Compound x-ray refractive lenses made of polyimide

Theoretical considerations of the parameters that enable the construction of compound refractive lenses are treated in this writing. The best performing compound refractive lenses (CRLs) that have been constructed to date were made by Adelphi Technology Inc. stacking individual paraboloidal lenses made of polyimide (Kapton(R)). Polyimide lenses are capable of focusing photon with energies between 4 keV and 60 keV with focal lengths below 60 cm. They are not affected much by small misalignment of the individual lenses. Surface finish is less stringent than for visible light lenses. The increase in intensity in the image plane relative to the intensity that would have been obtained without a lens or gain measured at the experimental station of a bend magnet beam line was found to be 5.5 at 9 keV x-rays with transmission of 10% at that same energy.

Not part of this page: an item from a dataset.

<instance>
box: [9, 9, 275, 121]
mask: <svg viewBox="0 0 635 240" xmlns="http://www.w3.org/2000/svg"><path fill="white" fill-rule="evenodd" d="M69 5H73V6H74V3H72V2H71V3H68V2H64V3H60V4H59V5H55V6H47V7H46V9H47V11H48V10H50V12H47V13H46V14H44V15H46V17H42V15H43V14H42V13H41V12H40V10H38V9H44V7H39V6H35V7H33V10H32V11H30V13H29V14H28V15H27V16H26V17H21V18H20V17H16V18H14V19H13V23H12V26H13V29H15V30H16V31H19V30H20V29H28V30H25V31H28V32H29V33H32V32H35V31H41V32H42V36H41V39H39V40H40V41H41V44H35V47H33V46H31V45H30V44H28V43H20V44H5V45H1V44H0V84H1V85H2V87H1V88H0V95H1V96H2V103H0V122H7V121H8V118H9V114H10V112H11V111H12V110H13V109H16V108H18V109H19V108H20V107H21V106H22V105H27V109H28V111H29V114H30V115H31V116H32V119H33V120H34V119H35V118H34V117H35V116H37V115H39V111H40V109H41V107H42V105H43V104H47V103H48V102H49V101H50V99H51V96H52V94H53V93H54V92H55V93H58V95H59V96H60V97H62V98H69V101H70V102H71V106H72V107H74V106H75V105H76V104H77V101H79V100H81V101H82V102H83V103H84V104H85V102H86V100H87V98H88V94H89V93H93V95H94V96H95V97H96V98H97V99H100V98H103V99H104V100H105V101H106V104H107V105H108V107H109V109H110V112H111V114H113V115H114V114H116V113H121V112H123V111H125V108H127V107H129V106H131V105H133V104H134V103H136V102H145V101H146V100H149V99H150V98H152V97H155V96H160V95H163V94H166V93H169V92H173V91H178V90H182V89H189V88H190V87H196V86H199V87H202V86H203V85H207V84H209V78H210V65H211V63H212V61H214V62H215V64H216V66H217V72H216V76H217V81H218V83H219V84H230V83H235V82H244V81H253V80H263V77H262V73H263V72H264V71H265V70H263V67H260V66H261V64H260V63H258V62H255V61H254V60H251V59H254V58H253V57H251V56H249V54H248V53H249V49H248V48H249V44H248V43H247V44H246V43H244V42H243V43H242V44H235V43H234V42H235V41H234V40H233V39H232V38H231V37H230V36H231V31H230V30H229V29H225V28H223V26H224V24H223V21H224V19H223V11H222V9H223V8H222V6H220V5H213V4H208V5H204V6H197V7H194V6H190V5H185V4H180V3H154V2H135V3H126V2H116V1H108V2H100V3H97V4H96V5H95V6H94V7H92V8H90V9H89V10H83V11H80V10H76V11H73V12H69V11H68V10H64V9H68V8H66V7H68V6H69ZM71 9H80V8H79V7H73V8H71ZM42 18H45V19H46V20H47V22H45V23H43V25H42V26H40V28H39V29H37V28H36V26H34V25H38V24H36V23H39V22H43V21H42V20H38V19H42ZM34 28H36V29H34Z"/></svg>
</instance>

The measured values were in good agreement with the theoretical predictions at all wavelengths tested. Because of smaller source sizes and more collimated beams the gain of Kapton(R) CRLs scales about three orders of magnitude higher on undulator beam lines at third generation x-ray sources compared to the results obtained at the bending magnet x-ray source, with dimensions 445 mum by 1700 mum placed at 16m from the lens, used in this work. Even more dramatic gains of 10(6) will be obtained at coherenyt x-ray sources such as the LCLS. Gain and transmission of polyimide CRLs have been improved and their performance enhanced to surpass any CRLs previously developed and permitting focusing and imaging at lower energies. There is still much room for improvement of these lenses in all aspects of their development particularly increasing their aperture and transmission and improving their surface quality. Because of the source characteristics, synchrotron facilities in particular those with considerable production of coherent x-ray photons, will greatly benefit from the development of refractive lenses such as those being demonstrated in this writing.